Techniques that can increase parasympathetic dominance, making one be more chill rather than aroused can significantly shift autonomic function, as sleep improves and RHR decreases.

Consistent, Quality sleep

Quality sleep: 8 hours of sleep at night, aiming at 2 hours of deep and REM sleep. This can be achieved by blocking blue light at night, setting optimal sleep environment (cool-dark-quiet), and engaging in relaxation techniques like massage or breathing.

Quality Nutrition

More related to what not to do (and eat), than what to eat.

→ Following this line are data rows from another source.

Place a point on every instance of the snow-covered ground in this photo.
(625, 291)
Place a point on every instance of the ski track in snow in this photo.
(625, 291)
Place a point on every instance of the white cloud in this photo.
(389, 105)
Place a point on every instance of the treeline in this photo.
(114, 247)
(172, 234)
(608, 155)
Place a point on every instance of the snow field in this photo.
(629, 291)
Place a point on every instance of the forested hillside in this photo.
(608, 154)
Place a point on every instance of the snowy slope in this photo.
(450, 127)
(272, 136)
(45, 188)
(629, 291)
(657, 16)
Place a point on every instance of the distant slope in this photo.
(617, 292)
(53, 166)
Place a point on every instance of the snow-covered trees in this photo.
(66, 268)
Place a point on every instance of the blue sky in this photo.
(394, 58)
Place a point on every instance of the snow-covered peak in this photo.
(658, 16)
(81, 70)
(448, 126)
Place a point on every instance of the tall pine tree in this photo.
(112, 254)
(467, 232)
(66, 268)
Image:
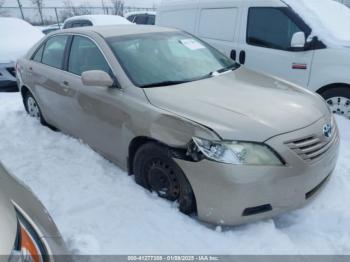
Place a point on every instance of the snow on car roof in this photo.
(18, 37)
(328, 19)
(126, 15)
(102, 19)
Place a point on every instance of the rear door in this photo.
(45, 72)
(218, 24)
(266, 41)
(96, 114)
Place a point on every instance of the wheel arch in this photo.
(139, 141)
(134, 145)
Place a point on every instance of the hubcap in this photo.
(33, 108)
(339, 105)
(162, 179)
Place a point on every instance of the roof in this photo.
(120, 30)
(101, 19)
(126, 15)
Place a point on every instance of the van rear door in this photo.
(266, 41)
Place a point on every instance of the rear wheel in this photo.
(159, 173)
(338, 99)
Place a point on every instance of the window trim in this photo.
(67, 57)
(289, 12)
(43, 44)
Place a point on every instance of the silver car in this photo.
(8, 77)
(225, 142)
(27, 230)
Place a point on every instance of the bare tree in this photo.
(39, 4)
(70, 9)
(2, 11)
(118, 7)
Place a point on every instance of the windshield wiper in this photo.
(165, 83)
(225, 69)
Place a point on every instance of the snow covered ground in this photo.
(100, 210)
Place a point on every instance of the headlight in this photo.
(237, 153)
(28, 246)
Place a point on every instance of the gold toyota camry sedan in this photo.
(224, 142)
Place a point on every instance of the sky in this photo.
(50, 3)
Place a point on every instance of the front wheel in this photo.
(33, 108)
(338, 99)
(158, 172)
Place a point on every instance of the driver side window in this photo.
(85, 56)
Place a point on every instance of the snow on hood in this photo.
(328, 19)
(17, 37)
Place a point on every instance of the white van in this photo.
(306, 42)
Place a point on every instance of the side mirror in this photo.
(298, 41)
(96, 78)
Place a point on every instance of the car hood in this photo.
(8, 225)
(241, 105)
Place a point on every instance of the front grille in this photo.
(313, 147)
(12, 71)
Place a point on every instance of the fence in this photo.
(52, 15)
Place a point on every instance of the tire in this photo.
(338, 99)
(156, 171)
(33, 108)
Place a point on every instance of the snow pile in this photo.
(102, 19)
(100, 210)
(328, 19)
(17, 37)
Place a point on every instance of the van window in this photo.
(219, 24)
(85, 56)
(271, 28)
(181, 19)
(54, 51)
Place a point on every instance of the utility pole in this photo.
(20, 8)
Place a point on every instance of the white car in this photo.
(306, 42)
(17, 37)
(141, 17)
(94, 20)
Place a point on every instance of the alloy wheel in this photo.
(33, 108)
(162, 179)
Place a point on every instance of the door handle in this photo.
(242, 57)
(233, 54)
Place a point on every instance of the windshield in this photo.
(167, 58)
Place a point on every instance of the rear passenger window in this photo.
(270, 27)
(141, 19)
(131, 18)
(85, 56)
(54, 51)
(218, 23)
(151, 20)
(39, 53)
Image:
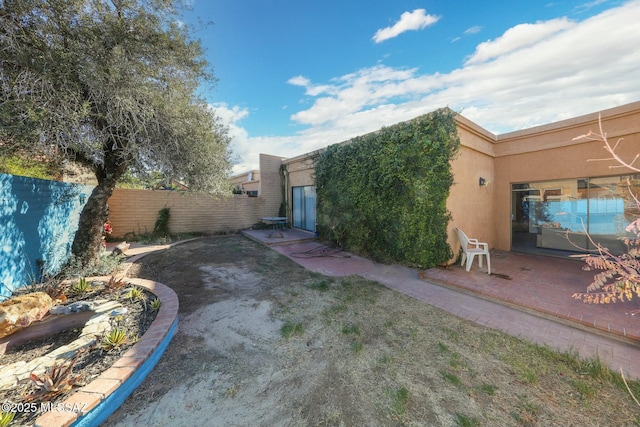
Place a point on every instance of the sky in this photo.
(298, 75)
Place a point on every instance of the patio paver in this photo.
(530, 298)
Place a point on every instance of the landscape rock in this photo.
(19, 312)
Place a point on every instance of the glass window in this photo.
(573, 215)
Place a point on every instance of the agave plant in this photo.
(115, 338)
(134, 294)
(80, 287)
(156, 304)
(54, 382)
(6, 418)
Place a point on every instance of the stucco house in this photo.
(520, 191)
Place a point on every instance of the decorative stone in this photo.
(19, 312)
(99, 324)
(120, 248)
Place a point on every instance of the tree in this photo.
(113, 85)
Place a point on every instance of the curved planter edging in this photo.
(93, 403)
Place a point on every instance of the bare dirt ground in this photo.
(263, 342)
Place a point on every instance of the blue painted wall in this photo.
(38, 220)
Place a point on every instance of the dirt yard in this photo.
(263, 342)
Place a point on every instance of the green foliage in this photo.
(114, 86)
(384, 194)
(6, 418)
(115, 338)
(80, 287)
(290, 329)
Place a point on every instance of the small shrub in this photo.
(56, 381)
(134, 294)
(289, 330)
(115, 338)
(350, 329)
(6, 418)
(465, 421)
(80, 287)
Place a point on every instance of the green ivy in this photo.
(384, 194)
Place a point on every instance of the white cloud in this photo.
(409, 21)
(473, 30)
(299, 81)
(518, 37)
(533, 74)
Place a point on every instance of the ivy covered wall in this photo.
(384, 194)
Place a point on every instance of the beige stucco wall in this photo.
(270, 184)
(471, 205)
(542, 153)
(549, 152)
(299, 171)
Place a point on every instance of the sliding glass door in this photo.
(304, 208)
(573, 215)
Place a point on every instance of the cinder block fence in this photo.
(136, 211)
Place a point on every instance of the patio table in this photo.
(277, 222)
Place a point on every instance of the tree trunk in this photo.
(87, 240)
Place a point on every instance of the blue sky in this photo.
(298, 75)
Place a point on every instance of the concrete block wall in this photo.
(137, 210)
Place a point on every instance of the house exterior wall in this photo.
(248, 181)
(543, 153)
(270, 184)
(471, 205)
(299, 171)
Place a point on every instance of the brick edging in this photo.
(84, 400)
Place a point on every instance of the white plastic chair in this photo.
(471, 248)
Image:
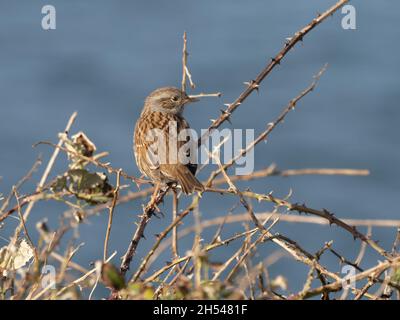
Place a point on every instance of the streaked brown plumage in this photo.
(162, 108)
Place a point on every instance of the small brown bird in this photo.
(163, 109)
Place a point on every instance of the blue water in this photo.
(106, 56)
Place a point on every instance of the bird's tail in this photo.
(186, 179)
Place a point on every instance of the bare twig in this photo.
(111, 213)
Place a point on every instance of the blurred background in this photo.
(106, 56)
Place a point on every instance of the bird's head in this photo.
(168, 100)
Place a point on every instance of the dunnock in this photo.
(162, 109)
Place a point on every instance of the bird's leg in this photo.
(153, 200)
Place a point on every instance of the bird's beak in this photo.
(190, 99)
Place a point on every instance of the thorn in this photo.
(227, 114)
(277, 61)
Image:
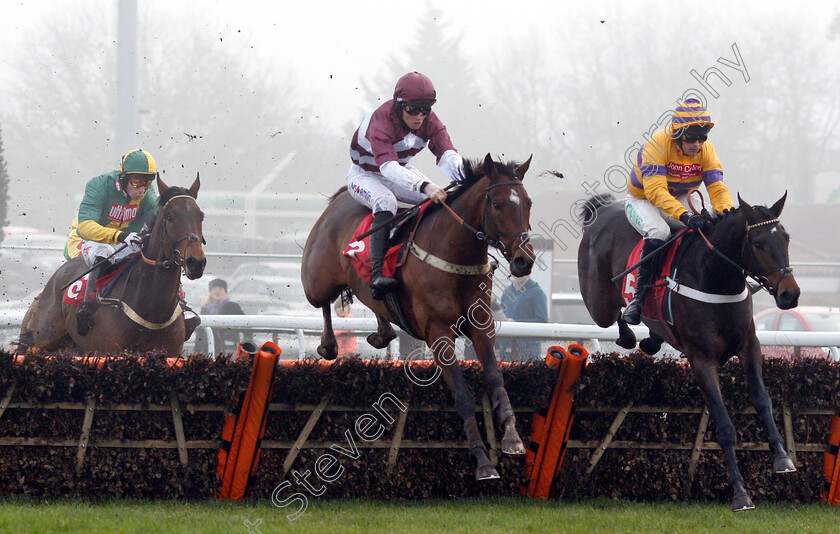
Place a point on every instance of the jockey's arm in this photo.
(451, 165)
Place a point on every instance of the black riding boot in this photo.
(380, 284)
(647, 274)
(85, 313)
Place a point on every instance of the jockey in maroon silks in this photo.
(380, 174)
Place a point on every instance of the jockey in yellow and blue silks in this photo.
(114, 209)
(674, 162)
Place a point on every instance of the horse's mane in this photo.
(171, 193)
(472, 171)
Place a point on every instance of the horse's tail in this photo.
(590, 207)
(335, 195)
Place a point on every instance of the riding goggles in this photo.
(416, 108)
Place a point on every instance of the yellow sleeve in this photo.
(719, 196)
(91, 230)
(656, 191)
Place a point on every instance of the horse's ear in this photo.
(489, 168)
(747, 210)
(776, 209)
(162, 187)
(522, 169)
(194, 187)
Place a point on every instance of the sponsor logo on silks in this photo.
(684, 171)
(122, 214)
(354, 248)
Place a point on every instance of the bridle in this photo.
(485, 237)
(177, 258)
(760, 278)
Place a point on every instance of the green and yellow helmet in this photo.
(138, 162)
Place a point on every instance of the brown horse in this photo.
(142, 311)
(748, 241)
(449, 296)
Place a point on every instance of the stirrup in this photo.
(84, 317)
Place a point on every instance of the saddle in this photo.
(74, 295)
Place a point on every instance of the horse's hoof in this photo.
(783, 465)
(741, 503)
(488, 472)
(650, 346)
(328, 353)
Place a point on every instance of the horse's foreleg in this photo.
(505, 418)
(328, 349)
(384, 333)
(706, 374)
(751, 361)
(444, 350)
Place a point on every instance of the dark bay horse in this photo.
(438, 300)
(141, 312)
(709, 333)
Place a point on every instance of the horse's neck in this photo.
(717, 274)
(461, 244)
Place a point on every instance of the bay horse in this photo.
(142, 310)
(449, 296)
(749, 241)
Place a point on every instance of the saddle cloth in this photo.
(75, 293)
(359, 250)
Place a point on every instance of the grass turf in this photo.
(452, 517)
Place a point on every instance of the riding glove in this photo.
(692, 220)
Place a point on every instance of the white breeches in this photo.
(649, 220)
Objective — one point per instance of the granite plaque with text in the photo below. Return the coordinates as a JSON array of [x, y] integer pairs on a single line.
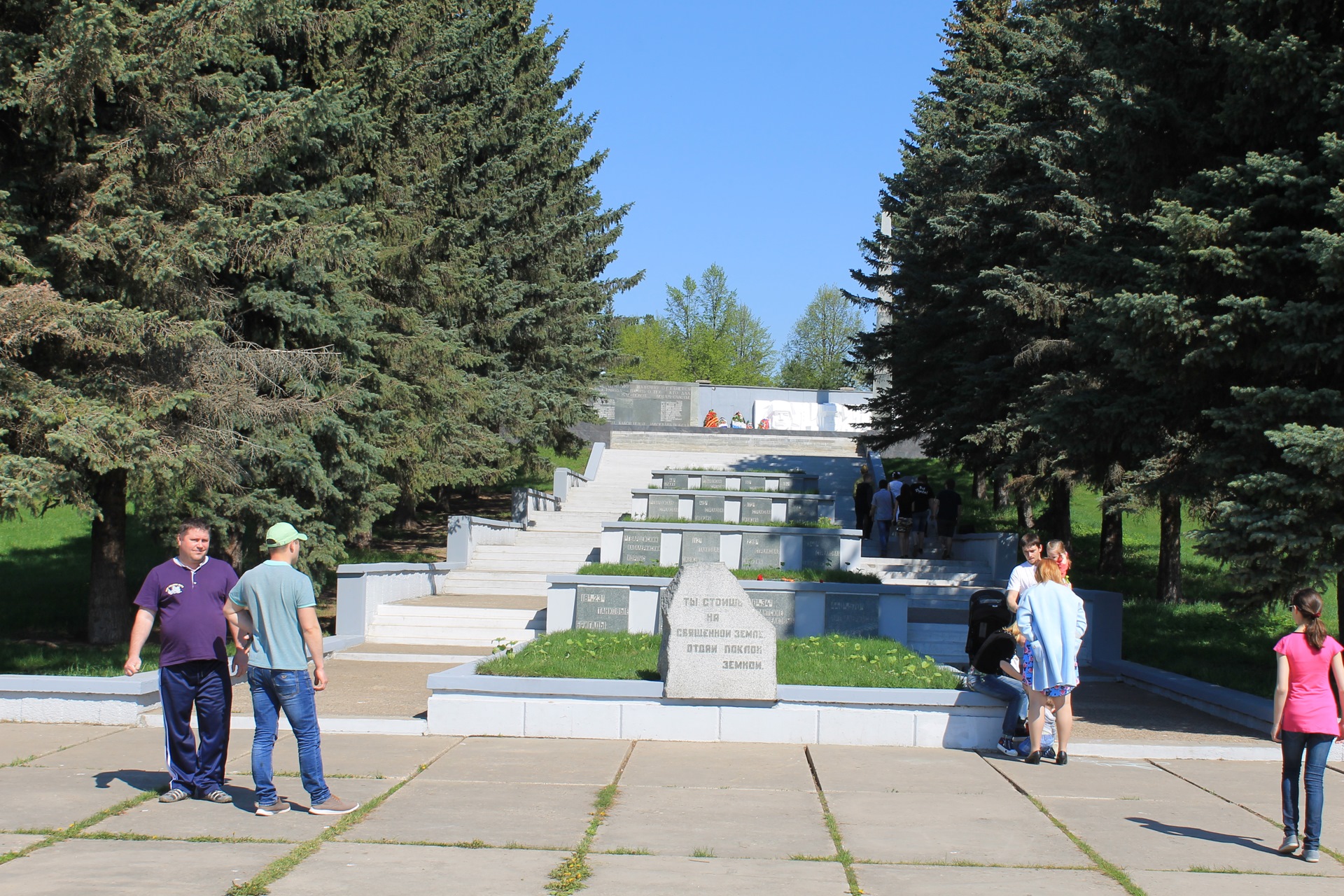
[[601, 608], [820, 551], [803, 510], [664, 507], [641, 546], [760, 551], [776, 606], [715, 644], [699, 547], [756, 511], [853, 615], [708, 508]]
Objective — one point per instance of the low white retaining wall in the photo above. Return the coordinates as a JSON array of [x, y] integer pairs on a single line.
[[464, 703], [737, 480], [777, 503], [363, 587], [78, 699]]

– Avoiding caffeine overconsumption (<200 mg)
– Avoiding later-day coffee consumption
– Avoiding alcohol
– Avoiding late-night snacking
– Avoiding sugar-packed foods
– Avoiding deep-fried foods.

Which one is most effective depends on individual needs, hence raising the importance of having a personal HRV tracker. For an overworked athlete, reducing total training volume will do the trick, while for a busy entrepreneur mom, it might be about stress management techniques.

Tracking is the only way to know what works, and to what extent.